DG/UX and RedHat Linux Having TCP/IP Stack Issues
I know this will probably be a reach asking for help on something like this, but you never know. The public community can sometimes steer you in the right direction.
For the sake of this issue, I'll narrow the picture down to just what's involved. I have a DG/UX 4.20MU07 AViiON machine and a RedHat Linux ES 3.0 machine. Both are patched as well as can be and otherwise run fine with no errors. I have a 3rd party database application that runs on both machines (different binaries of course). The app talks between the machines with a dedicated listener on each machine and clients below that. Basically, a standard 2 tier database solution... middle tier (DG) provides user interface and database tier (Linux) provides database access.
The process is as follows:
1) A user on the DG requests information from the database.
2) The request is passed to the local database client app which hands it off to the local network app.
3) The local network app sends it across the network to the remote network app which in turn drops it down to the remote client app.
4) The remote client app gathers the requested information and hands it back up to the remote network app which sends it back, once again, to the local network app, then to the local client app, then to the user.

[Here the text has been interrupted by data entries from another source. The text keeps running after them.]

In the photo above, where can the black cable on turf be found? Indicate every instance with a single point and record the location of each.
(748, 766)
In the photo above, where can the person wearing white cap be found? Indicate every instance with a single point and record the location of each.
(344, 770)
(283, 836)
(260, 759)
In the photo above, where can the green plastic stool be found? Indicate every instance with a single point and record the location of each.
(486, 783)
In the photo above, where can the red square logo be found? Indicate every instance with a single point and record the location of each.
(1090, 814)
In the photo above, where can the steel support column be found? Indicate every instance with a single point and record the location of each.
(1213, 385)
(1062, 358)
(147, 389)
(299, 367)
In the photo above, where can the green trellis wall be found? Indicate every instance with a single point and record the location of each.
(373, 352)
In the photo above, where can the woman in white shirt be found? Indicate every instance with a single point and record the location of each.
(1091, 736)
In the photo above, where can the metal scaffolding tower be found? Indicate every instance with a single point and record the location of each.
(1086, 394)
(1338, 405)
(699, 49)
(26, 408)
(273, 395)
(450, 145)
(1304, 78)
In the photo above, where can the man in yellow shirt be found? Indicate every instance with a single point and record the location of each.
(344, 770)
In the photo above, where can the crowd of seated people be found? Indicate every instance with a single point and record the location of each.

This process works great 24/7, 99.9% of the time. Every once in a great while a process gets "hung" on the middle tier. Our database software vendor used some debugging tools to determine that (as far as he can tell) the packet is making it from the user, to the local client, to the local network client, across the wire to the remote network client, to the remote client, the information is pulled from the database, the returning packet is then sent to the remote network client where it is dropped on the Linux TCP/IP stack and that's as far as it can be traced with the tools he has. He best guess is that the packet is a) not leaving the Linux box or b) not being received by the DG box. He determined that the local process is sitting there waiting for that return packet (which never arrives), so it appears to be "hung".
About the only thing I can come up with to help troubleshoot something of this nature is a massive network packet capture program. Only thing is, I can't replicate the issue and it happens at random, infrequently. I would have to run the capture 24/7 and purge every day (or less) to keep capture log sizes manageable. Is there a better way? Am I barking up the wrong tree? I have contacted our DG Support Team and our Database Support Team, but RedHat/Linux doesn't have much of a support offering.
Thanks in advance for any suggestions.
|